Se la strada potesse parlare è un affresco di vita afroamericana dei primi anni ’70, adattamento per il grande schermo dell’omonimo romanzo firmato da James Baldwin. Girato a St. Nicholas Avenue ad Harlem, nel quartiere dove Baldwin stesso era cresciuto, il film del regista e sceneggiatore Barry Jenkins (già autore del pluripremiato Moonlight) racconta della trasformazione di un’amicizia d’infanzia in una storia d’amore piena di passione, rispetto e fiducia.
Lei è Tish Rivers (Kiki Layne), lui Alonzo Hunt, detto Fonny (Stephan James). Entrambi crescono nella comunità nera newyorkese, con presupposti famigliari molto diversi: Fonny passa più tempo a casa di Tish che altrove, e questo sottolinea il caloroso modello famigliare ambito. La loro lunga e profonda amicizia si trasforma così in un desiderio di unione, che viene però interrotto dall’improvviso arresto di Fonny per una falsa accusa di stupro. L’Agente Bell (Ed Skrein), colui che raccoglie la disperata accusa della donna portoricana violata, incarna il bigottismo bianco tipico di quegli anni. Che il mondo dei bianchi sia contro la comunità nera lo si conferma anche attraverso l’opinione di un giovane avvocato (Finn Wittrock), che cerca invano di trovare soluzione al caso e di aiutare Tish che scopre, ad un certo punto, di essere incinta. La reazione famigliare all’ingiustizia politica é forte ma eterogenea: i genitori di Fonny lottano contro una sensazione d’impotenza e si aggrappano alla fede, mentre la famiglia di Tish interviene, per quanto possibile, concretamente. Sharon (Regina King) e Joseph (Colman Domingo) sono i genitori di Tish che hanno potuto, ma in maniera del tutto casuale, crescere nel sogno americano e cercano di aiutare la giovane coppia che non riesce ad ottenere la stessa opportunità di riscatto. Il controverso contesto razziale americano che dà vita a questa vicenda viene testimoniato, appena prima dell’incarcerazione del ragazzo, da uno dei suoi amici, Daniel Carty (Brian Tyree Henry). Daniel infatti lo conosciamo appena dopo un’ingiusta detenzione, e ci preannuncia, silenziosamente, il terribile futuro di Fonny dietro le sbarre. Continue sono le visite di Tish al carcere, per far si che la speranza di ricongiungimento non si affievolisca. Tish, innamorata e giovane, dovrà ridimensionare la sua idea di realtà, ma non lascerà mai la speranza di rivedere Fonny come un padre libero.

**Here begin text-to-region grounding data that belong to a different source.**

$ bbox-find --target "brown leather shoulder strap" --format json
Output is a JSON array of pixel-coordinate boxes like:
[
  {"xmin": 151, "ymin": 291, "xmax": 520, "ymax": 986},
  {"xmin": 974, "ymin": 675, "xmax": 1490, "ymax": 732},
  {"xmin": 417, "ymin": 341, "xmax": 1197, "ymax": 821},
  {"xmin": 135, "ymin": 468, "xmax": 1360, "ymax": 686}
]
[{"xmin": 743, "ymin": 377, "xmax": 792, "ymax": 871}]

Resilienza quindi, nonostante gli interventi del potere bianco per distruggere un legame amoroso così puro. Peso emotivo, del dimostrare la propria innocenza o la verità, che non possono essere descritte da nessuna statistica né comunità specifiche. Amore, fotografato nella sua vibrante essenza, come la volontà dell’individuo di credere nella sua potenza. Potrebbe sembrare strano, ma esistono ancora tanti Tish e Fonny negli Stati Uniti: il romanzo, scritto tra il 1968 e il 1973, appare oggi più che mai ragionevole, e l’amore può sì provare a trascendere il dolore.
Giulia Peruzzotti
Se la strada potesse parlare
Sceneggiatura e regia: Barry Jenkins. Fotografia: James Laxton. Montaggio: Joi Mcmillon, Ace e Nat Sanders. Musiche: Nicholas Britell, Gabe Hilfer. Interpreti: Kiki Layne, Stephan James, Regina King, Teyonah Parris, Colman Domingo. Origine: USA, 2018. Durata: 119′.